Kill tests
==========

This is to test the killing of MPI jobs. There are two tests and different kill methods which can be selected on the command line. The aim is that kills in libensemble will be automatically configured to work correctly based on system detection. However, this test will show what type of kill works for a given system, and this may be configurable in libensemble in the future.

Test: sleep_and_print

The default test (sleep_and_print), should automatically test if all processes of an MPI job are correctly killed and also that a second job can be launched and killed.

Launching MPI jobs which write from each MPI task, at regular intervals, to an output file (see sleep_and_print.c).

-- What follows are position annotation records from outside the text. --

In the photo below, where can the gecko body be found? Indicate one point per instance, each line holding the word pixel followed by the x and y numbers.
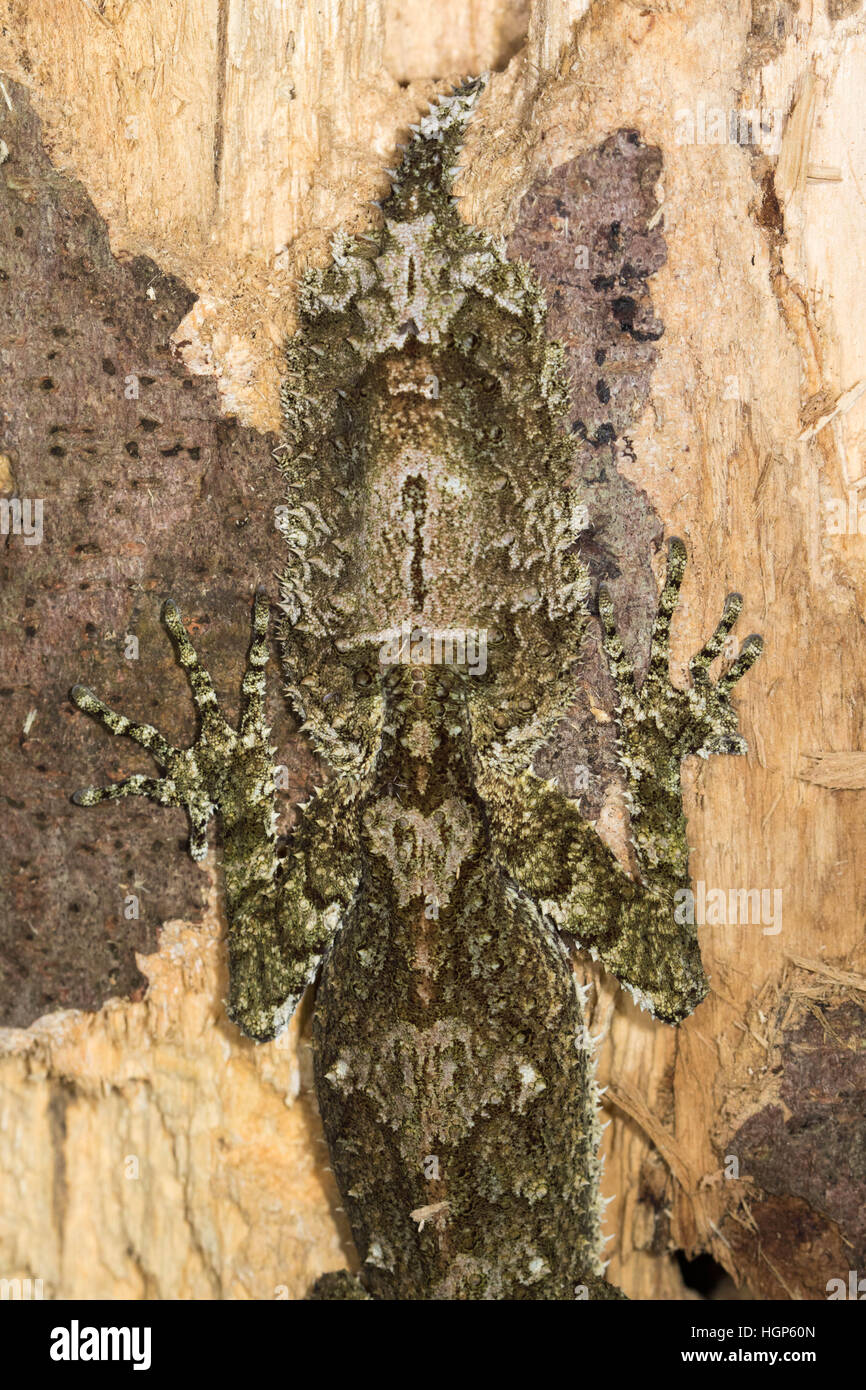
pixel 434 605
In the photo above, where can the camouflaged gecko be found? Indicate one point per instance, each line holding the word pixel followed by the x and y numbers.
pixel 424 886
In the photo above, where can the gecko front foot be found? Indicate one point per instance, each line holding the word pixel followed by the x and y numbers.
pixel 225 769
pixel 660 720
pixel 338 1287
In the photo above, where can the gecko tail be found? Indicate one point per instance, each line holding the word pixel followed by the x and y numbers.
pixel 423 181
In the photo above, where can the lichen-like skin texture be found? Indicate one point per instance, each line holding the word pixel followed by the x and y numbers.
pixel 434 603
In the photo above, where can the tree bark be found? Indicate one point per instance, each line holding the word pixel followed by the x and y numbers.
pixel 171 171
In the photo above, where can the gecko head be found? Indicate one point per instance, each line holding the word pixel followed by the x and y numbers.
pixel 423 181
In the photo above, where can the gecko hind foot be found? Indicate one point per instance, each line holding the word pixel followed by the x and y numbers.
pixel 221 765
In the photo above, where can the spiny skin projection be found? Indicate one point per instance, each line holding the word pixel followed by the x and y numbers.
pixel 428 496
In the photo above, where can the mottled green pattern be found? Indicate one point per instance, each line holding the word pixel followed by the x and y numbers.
pixel 428 489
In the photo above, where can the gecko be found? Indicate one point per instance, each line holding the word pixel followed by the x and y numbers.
pixel 433 609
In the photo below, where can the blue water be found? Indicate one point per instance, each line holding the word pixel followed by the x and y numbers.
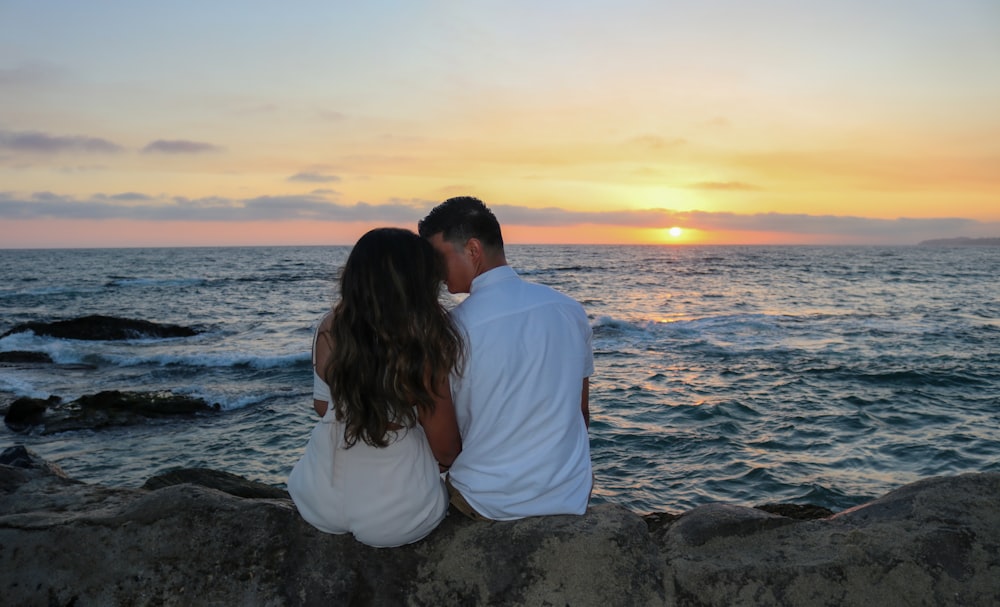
pixel 824 375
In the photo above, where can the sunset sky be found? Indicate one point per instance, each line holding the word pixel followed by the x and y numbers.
pixel 180 123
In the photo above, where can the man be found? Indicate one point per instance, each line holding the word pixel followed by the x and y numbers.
pixel 522 397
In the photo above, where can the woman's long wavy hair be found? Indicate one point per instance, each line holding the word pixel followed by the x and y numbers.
pixel 392 342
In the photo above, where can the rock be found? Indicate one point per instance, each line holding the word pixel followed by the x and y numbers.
pixel 63 542
pixel 26 412
pixel 804 512
pixel 223 481
pixel 935 542
pixel 23 356
pixel 98 327
pixel 106 409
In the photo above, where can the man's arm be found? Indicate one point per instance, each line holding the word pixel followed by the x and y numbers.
pixel 441 426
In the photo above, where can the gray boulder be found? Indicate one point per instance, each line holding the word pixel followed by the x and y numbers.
pixel 62 542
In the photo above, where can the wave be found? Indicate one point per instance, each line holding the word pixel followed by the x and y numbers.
pixel 153 282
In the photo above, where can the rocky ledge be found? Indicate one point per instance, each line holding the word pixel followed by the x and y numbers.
pixel 99 328
pixel 63 542
pixel 110 408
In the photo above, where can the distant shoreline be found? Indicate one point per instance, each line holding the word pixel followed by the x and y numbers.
pixel 961 242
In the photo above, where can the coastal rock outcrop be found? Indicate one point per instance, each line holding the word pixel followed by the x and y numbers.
pixel 103 328
pixel 101 410
pixel 935 542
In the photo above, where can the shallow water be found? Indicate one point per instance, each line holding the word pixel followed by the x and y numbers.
pixel 827 375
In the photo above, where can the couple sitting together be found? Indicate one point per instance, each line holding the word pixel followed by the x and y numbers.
pixel 485 407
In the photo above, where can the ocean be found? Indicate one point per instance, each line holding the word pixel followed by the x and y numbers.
pixel 738 374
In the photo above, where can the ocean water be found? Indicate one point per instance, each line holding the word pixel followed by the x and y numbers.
pixel 740 374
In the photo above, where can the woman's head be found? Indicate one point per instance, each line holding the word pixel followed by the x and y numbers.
pixel 391 341
pixel 391 277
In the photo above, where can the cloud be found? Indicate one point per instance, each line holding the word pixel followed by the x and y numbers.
pixel 655 142
pixel 723 186
pixel 30 74
pixel 318 207
pixel 42 143
pixel 179 146
pixel 313 177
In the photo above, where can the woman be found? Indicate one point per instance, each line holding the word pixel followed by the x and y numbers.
pixel 381 362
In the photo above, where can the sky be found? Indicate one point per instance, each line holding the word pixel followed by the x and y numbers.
pixel 307 122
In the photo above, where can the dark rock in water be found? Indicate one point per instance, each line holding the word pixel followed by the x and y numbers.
pixel 802 512
pixel 17 456
pixel 223 481
pixel 26 412
pixel 149 404
pixel 96 327
pixel 102 410
pixel 934 542
pixel 22 356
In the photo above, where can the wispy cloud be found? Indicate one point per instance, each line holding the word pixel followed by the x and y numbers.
pixel 723 186
pixel 43 143
pixel 179 146
pixel 317 207
pixel 29 74
pixel 313 177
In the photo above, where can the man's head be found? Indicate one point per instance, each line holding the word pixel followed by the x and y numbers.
pixel 466 232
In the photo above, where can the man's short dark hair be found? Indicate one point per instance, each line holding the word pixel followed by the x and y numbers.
pixel 461 218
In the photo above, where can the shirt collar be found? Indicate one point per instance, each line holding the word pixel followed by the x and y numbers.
pixel 491 277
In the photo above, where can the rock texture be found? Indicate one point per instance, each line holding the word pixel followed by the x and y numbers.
pixel 62 542
pixel 97 327
pixel 101 410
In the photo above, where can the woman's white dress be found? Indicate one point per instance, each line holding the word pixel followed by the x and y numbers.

This test launches a job, then kills after a few seconds, and then monitors output file to see if output continues. If the first job is succesfully killed, a second is launched and the test repeated.

Instructions
------------

Build the C program:
    mpicc -g -o sleep_and_print.x sleep_and_print.c
    OR (e.g. on Theta):
    cc -g -o sleep_and_print.x sleep_and_print.c

Either run on local node - or create an allocation of nodes and run::

    python killtest.py <kill_type> <num_nodes> <num_procs_per_node>
    
where kill_type currently is 1 or 2. [1. is the original kill - 2. is using group ID approach]

E.g Single node with 4 processes:
--------------------------------
kill 1: python killtest.py 1 1 4
kill 2: python killtest.py 2 1 4
--------------------------------

E.g Two nodes with 2 processes each:
--------------------------------
kill 1: python killtest.py 1 2 2
kill 2: python killtest.py 2 2 2
--------------------------------

If the test fails, an assertion error will occur.

Output files are produced out_0.txt and out_1.txt (one for each job). These can be deleted between runs.